See, the thing is I am about five feet long and two feet wide, and well, yes I suppose I could be described as "tapered at both ends". Made me think wow I am as big as dino shit. Awesome. I stopped reading, looked around the semi-crowded R-Train to Brooklyn, and smiled. It was fun and funny.
Obviously, I am not ready to be back from my big fat lesbian vacation. Hell no and I probably shouldn't even be in public. And my-oh-my what have I came back to? Oi, I cannot even begin to go into it. I love my new apartment, though. Love it, love it. Boxes are everywhere and in what is a complete first for me after three weeks I finally unpacked the stereo. Jasmine and I built the unit from Crate&Barrel and now the stereo is out in the daylight. Hello, neighbor!
The RNC protests start Sunday and this city is clamping down. ("Working for the clampdown But ha! Gitalong! Gitalong!") I saw a 70lbs overweight NYC cop standing on a crowded street corner, with a semi-automatic machine gun wrapped around his torso. He was picking shit out of his teeth with what I would like to think was a toothpick and watching the NYU girls walk down the street with their short skirts, flip-flops and surgically implanted cell phones. Then Jasmine told me that a rent-a-cop searched her purse the other day before he would let her INTO the Newport/Pavonia Mall. It is a fucking mall in NJ people. Let her blow it up.

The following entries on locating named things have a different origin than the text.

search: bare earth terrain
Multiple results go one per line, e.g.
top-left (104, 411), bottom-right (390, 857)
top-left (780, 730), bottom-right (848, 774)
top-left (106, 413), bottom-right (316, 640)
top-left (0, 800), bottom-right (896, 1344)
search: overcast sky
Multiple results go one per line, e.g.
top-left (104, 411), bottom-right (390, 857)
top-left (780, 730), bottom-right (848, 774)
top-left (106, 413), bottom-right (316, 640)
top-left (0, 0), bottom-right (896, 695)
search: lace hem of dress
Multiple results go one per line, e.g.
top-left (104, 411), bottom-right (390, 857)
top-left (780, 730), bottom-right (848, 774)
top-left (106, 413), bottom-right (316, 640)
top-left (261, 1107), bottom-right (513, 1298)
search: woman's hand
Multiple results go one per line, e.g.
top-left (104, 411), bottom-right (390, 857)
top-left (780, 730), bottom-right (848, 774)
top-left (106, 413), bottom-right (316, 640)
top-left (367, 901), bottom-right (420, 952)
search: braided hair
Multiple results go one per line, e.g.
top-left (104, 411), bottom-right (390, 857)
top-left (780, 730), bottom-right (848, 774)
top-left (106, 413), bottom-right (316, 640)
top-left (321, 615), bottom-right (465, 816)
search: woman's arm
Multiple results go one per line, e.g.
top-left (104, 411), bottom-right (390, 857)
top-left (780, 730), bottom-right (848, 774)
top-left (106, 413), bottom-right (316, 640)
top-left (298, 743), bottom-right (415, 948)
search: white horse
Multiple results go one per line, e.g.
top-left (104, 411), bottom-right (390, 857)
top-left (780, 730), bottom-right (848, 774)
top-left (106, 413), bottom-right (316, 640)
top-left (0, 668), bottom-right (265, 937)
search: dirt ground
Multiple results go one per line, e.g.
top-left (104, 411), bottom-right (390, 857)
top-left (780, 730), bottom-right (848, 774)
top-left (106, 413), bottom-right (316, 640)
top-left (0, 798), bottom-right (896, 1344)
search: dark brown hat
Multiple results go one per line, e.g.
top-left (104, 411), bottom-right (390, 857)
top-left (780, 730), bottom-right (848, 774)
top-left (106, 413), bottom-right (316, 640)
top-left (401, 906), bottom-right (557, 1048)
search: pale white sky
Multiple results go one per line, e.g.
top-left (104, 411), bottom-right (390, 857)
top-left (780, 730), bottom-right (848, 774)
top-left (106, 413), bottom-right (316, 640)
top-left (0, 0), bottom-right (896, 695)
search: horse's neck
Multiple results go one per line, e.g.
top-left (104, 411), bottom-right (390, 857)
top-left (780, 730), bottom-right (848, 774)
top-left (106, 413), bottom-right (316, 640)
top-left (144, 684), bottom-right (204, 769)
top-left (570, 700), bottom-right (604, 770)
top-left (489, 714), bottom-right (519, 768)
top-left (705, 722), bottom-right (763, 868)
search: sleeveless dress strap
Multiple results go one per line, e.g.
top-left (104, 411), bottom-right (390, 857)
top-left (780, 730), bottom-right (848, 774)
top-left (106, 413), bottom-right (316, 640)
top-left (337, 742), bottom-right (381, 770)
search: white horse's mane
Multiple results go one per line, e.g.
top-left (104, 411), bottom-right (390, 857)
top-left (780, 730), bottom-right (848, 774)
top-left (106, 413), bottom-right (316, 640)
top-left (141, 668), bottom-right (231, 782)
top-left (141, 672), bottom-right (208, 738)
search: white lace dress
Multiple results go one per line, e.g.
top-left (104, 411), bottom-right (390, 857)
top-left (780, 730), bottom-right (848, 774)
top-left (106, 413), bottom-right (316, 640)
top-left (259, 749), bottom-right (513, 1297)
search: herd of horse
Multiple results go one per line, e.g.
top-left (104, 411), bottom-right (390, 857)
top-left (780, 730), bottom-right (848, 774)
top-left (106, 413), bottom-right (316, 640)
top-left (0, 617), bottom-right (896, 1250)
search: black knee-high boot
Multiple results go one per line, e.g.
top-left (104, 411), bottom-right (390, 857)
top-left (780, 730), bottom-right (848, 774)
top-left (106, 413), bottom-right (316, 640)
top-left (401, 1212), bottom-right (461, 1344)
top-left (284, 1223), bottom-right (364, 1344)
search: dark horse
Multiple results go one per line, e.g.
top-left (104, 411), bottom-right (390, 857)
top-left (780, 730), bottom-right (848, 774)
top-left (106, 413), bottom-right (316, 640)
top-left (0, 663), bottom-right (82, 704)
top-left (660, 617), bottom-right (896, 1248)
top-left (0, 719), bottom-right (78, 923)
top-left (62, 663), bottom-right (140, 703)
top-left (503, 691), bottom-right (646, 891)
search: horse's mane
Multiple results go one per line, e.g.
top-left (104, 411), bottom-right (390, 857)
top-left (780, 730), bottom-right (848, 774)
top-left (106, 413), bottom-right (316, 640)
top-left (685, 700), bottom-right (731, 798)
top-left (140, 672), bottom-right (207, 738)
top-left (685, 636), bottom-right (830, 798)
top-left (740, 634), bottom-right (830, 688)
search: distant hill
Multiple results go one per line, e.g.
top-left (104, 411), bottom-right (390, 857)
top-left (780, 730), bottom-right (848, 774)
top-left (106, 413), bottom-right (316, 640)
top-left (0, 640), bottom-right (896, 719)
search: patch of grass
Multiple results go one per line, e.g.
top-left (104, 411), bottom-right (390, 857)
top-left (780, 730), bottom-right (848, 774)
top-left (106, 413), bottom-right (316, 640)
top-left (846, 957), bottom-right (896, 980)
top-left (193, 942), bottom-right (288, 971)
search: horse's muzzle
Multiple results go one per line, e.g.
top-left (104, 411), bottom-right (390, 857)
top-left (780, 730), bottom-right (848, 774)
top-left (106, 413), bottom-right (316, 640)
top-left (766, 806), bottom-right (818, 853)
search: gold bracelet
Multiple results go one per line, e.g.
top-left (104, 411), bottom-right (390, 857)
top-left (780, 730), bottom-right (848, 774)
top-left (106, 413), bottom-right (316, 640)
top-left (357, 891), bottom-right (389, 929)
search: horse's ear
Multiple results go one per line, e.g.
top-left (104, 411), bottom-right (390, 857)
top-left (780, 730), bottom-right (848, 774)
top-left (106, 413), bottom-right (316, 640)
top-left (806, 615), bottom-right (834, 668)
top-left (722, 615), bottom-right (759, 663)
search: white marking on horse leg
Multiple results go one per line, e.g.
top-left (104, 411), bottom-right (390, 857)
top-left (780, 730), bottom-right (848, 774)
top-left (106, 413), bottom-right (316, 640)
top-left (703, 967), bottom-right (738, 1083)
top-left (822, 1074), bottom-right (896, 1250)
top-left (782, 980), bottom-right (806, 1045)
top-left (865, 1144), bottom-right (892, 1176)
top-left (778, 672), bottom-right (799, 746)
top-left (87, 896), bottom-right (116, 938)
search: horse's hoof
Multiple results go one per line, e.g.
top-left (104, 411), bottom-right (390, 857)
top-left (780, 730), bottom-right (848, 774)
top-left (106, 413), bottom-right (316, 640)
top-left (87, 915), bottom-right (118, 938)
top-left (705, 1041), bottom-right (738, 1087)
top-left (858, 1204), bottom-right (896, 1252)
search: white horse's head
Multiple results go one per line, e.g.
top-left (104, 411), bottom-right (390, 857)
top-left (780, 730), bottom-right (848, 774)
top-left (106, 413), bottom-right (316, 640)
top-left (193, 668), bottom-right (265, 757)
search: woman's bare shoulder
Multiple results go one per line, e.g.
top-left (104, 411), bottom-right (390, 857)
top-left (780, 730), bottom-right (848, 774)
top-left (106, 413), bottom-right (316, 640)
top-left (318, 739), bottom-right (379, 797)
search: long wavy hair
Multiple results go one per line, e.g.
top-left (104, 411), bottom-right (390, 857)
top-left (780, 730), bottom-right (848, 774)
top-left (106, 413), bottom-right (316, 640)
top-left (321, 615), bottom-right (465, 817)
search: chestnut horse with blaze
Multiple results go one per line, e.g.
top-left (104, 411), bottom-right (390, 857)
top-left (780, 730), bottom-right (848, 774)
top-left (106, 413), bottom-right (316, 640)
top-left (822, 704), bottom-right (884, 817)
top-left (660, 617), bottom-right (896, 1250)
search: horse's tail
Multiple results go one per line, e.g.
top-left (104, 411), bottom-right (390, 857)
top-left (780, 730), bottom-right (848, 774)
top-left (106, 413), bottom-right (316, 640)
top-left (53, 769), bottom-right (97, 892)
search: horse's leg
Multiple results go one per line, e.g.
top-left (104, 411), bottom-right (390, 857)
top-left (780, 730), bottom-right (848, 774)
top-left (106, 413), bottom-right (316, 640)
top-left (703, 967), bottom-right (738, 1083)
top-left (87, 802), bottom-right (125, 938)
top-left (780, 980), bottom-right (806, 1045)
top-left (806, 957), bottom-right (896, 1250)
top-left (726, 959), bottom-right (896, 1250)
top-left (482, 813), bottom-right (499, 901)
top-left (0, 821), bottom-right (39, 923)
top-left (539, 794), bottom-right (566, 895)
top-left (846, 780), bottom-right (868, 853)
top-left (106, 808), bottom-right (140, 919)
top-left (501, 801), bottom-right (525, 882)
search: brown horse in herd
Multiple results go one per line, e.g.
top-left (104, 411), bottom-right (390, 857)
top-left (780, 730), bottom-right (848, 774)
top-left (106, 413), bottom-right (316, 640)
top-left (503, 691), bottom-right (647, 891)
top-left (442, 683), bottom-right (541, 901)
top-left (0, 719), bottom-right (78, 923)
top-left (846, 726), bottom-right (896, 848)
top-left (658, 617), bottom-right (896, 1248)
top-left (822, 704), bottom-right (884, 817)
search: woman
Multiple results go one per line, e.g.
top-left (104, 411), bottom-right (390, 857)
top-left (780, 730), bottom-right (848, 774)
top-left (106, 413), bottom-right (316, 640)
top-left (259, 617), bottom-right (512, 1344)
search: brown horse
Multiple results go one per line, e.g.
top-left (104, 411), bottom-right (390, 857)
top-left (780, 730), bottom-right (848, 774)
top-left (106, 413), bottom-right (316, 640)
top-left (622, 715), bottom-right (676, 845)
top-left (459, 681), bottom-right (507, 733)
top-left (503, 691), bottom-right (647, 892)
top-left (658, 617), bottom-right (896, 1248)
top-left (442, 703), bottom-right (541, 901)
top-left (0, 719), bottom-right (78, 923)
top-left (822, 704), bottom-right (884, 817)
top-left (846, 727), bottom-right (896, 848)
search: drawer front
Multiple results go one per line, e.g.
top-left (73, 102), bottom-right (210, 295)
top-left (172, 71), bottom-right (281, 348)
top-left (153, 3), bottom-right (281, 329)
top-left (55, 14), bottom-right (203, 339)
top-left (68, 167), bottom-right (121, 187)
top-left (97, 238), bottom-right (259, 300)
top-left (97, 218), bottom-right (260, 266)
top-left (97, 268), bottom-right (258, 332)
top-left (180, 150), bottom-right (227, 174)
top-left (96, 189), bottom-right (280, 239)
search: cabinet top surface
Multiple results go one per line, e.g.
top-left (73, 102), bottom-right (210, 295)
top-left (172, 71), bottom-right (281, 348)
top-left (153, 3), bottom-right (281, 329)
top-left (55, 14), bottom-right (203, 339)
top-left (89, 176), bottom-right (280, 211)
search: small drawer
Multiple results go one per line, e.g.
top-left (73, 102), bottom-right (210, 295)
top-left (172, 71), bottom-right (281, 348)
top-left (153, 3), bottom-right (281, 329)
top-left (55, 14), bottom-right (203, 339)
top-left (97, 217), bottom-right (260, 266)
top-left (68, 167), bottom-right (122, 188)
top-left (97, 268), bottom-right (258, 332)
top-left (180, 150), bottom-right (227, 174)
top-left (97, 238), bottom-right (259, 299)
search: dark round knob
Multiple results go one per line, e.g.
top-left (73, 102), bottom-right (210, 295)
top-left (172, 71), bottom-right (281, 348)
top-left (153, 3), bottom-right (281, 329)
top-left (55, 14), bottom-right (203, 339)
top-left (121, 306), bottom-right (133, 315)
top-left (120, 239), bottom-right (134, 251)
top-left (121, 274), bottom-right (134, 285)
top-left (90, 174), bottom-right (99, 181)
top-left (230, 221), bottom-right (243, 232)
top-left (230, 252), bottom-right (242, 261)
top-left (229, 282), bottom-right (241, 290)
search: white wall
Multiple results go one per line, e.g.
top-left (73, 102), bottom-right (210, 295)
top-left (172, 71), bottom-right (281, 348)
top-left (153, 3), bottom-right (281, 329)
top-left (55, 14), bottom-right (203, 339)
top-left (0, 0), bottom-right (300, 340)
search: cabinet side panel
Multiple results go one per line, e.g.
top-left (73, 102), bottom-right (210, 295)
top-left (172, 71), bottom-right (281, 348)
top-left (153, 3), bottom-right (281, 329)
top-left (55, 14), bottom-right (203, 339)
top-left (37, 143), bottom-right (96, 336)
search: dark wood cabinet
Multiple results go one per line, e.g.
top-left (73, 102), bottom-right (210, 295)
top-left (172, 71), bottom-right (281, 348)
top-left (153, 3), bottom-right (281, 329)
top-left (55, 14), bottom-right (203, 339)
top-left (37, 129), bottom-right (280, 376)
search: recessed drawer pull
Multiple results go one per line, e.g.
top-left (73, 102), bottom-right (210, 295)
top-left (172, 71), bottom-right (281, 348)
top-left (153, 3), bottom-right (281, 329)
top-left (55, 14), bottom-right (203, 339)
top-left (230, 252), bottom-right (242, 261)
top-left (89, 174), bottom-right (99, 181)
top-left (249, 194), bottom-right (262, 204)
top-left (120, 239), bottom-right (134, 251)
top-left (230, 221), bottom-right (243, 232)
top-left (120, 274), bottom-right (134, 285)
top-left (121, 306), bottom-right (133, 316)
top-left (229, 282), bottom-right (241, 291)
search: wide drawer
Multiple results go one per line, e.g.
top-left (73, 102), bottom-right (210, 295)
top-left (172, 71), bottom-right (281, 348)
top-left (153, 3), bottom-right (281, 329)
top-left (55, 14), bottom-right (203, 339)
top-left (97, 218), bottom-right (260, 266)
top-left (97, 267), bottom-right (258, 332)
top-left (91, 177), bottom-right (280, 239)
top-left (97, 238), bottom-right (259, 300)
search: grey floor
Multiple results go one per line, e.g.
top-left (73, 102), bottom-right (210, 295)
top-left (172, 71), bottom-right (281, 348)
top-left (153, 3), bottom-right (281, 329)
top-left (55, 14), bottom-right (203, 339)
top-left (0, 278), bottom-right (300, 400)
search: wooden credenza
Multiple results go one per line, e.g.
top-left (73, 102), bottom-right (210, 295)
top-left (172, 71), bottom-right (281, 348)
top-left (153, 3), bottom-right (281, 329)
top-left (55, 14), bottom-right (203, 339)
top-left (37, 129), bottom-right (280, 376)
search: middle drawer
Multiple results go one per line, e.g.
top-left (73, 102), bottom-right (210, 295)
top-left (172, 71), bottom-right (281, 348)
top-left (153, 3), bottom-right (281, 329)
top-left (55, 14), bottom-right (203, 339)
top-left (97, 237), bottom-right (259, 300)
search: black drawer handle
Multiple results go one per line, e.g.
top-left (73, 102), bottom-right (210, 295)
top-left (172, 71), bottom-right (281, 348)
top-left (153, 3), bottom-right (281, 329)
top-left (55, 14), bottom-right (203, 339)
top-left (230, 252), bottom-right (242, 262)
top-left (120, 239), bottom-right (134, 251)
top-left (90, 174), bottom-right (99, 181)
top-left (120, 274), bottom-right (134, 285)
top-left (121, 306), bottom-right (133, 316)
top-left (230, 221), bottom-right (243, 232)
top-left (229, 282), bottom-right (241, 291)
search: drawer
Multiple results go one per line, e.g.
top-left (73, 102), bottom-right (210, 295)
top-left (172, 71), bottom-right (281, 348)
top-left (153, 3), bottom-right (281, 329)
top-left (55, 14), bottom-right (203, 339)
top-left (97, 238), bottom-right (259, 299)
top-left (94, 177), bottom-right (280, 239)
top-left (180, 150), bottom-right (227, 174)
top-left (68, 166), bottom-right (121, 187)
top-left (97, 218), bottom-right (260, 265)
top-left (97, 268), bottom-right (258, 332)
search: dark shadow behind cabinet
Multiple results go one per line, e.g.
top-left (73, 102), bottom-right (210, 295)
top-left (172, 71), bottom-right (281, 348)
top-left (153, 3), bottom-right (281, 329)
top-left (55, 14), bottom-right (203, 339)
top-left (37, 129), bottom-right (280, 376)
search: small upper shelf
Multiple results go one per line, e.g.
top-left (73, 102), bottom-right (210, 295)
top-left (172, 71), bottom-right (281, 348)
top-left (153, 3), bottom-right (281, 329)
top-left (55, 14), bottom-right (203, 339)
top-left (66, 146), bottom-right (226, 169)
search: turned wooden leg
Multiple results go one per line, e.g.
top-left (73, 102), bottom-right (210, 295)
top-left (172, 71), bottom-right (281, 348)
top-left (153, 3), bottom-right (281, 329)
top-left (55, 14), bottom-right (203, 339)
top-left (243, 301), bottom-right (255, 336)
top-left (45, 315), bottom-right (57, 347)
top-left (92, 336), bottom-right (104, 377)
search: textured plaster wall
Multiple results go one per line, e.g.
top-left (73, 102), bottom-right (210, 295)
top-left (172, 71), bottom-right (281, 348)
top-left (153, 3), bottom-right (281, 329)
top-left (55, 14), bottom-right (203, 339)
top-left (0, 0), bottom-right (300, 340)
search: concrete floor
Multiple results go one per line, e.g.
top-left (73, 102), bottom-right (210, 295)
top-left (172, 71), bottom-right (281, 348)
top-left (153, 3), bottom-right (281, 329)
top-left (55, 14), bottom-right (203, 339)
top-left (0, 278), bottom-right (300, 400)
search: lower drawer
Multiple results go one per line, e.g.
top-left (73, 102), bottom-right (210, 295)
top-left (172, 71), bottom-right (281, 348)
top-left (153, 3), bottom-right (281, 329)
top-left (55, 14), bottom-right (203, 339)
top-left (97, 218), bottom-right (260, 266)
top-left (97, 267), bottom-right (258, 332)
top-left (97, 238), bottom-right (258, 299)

But the real freak show has already started. The Village is starting to look, even more, eclectic would be the word I suppose, than usual. "They say" that over 200,000 protesters are coming here to scream at all of us. Deep down and walking around one can't easily tell who is a Democrat and who is a Republican so they are just going to scream at everyone. Great. Sunday, after moving Jasmine into her dorm room at 9 am in the morning, Martha and I will be driving back to New Jersey with an "Anybody but Bush" bumper sticker on our asses. Our own little silent scream on I-80.